Guo’s device belongs to a category of technology known as human activity recognition, in which a computer analyzes signals to figure out what people are doing. Smartwatch pedometers, for example, convert acceleration and rotation data into the number of steps the wearer has taken. Now, researchers like Guo are designing systems that can identify more complicated human behavior, with the help of more sophisticated AI techniques. Some work with sound data, like Guo; others are developing better image recognition algorithms. Some researchers have even shown that they can identify simple human poses by analyzing ambient Wi-Fi signals, says computer scientist Albrecht Schmidt of the Ludwig Maximilian University of Munich. “When humans move through the signals, they change them,” he says. Fluctuations in Wi-Fi signals can reveal, for example, a person clapping, making a phone call, or squatting.

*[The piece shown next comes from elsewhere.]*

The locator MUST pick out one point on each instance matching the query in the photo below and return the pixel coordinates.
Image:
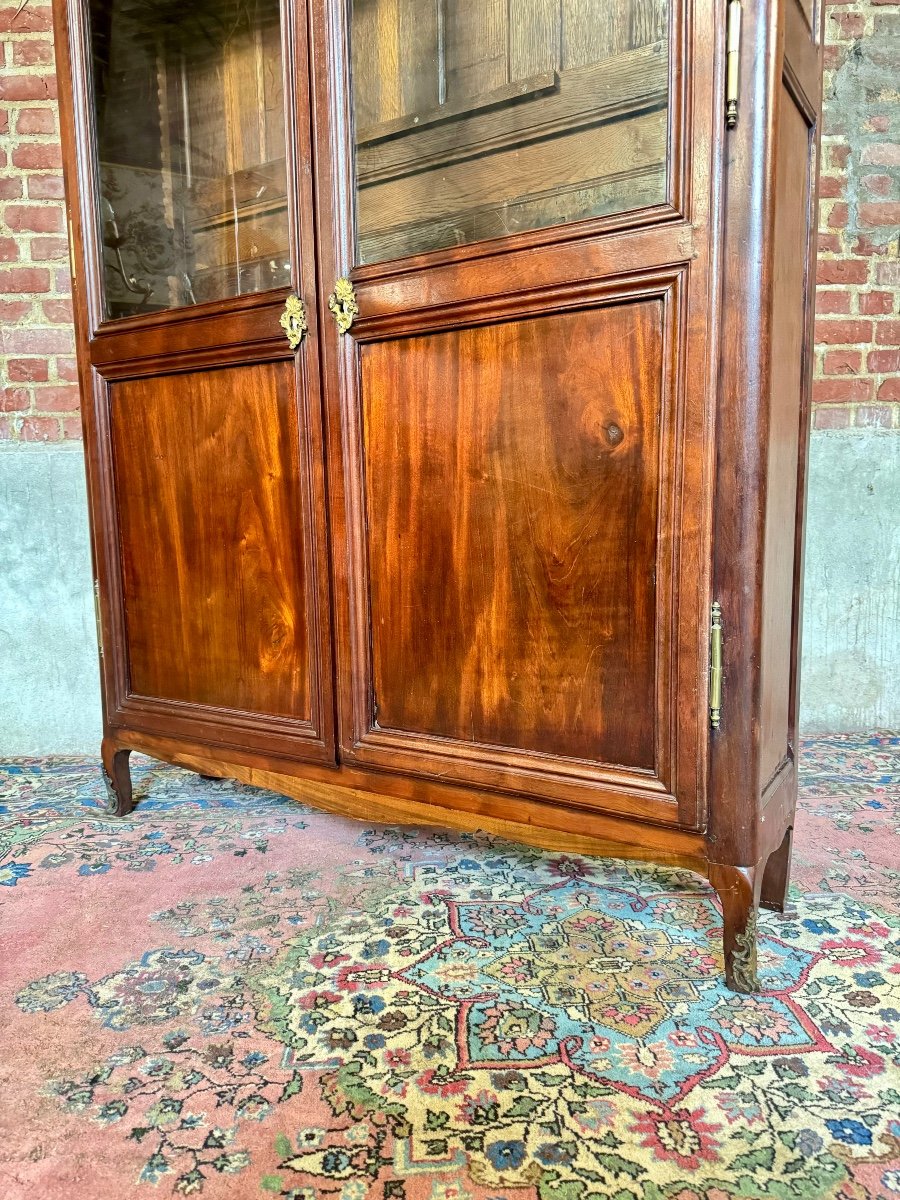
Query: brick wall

Guo’s team has designed an algorithm that relates a sound signal to a specific human posture. After the device captures the echo, the algorithm first removes some ambient noise, and then analyzes the data for patterns. The mixture of frequencies in the reflected sound, for example, can offer hints about what’s happening in a room. Whatever pose a person is holding will end up reflecting back more of one pitch than another. The algorithm exploits these differences to determine the person’s posture.

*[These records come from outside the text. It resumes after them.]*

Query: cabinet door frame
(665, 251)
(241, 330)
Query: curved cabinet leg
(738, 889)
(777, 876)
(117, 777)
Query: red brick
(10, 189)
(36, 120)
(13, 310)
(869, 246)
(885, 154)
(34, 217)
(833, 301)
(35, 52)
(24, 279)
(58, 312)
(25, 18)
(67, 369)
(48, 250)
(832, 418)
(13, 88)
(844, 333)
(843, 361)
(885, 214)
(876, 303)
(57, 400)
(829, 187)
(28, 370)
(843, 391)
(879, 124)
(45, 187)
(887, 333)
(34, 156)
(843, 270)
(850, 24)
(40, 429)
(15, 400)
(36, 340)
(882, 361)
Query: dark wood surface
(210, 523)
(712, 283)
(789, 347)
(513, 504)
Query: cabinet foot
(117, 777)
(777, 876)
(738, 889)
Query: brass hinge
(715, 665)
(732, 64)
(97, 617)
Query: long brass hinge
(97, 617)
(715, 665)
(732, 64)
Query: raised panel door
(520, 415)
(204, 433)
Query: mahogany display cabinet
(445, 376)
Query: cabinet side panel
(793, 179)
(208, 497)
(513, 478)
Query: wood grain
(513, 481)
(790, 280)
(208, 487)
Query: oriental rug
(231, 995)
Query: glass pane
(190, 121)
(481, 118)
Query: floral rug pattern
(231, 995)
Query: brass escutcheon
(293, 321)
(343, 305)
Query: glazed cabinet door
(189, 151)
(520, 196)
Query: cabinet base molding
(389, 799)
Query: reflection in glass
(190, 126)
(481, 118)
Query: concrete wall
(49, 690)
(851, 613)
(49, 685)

The algorithm works more accurately if you use more microphones to pick up the echo, says Guo. The tone differences between the various poses appear starker. Guo’s current array, which uses 256 microphones, is bulky and likely too expensive to mass produce, so they are now trying to reduce the number of microphones without compromising accuracy.
But companies have yet to develop these new behavior detection techniques into commercial products. It’s still unclear what, if anything, they will be used for, says Schmidt.
Guo has a few ideas for his sound array. One possibility is to incorporate it into future Amazon Echo-like devices, so they can listen for elderly people falling in their own homes. He thinks it might also be used as an alternative to image or video recognition software. Sound can identify objects in environments that a camera can’t, he says, such as in dark rooms or smoky areas.
Guo also thinks that sound-based monitoring can preserve individual privacy better than video surveillance, which could make people more willing to accept this technology in their homes, he says.
But technology ethicist Jake Metcalf of Data & Society, a New York-based research institute, argues that sound monitoring could just as easily be combined with video to create a heightened form of surveillance.
LEARN MORE
The WIRED Guide to Artificial Intelligence
That’s because even though researchers may develop the technology with one application in mind, they don’t control how people end up using it. Sound monitoring could end up saving the life of someone’s elderly parent, but it could also be exploited by the state to look for and persecute a Muslim kneeling in prayer, says Metcalf, referring to China’s ongoing surveillance of its minority Uyghur population. A hacker could also rejigger it to listen for people having sex. “These technologies just scream to be repurposed,” he says. “That’s the whole point of them. It’s why they’re valuable.”
But Guo’s technology isn’t there yet—his team has to develop the device further before it can be deployed in any sort of product. They need to shrink down the hardware, and they plan to run more tests to make sure the algorithm works on more people and more scenarios. For example, they will collect behavior data on more people from more diverse demographics and make them fall at different angles, says Guo. As the sound array gets smarter, maybe someone will figure out how to put it to use.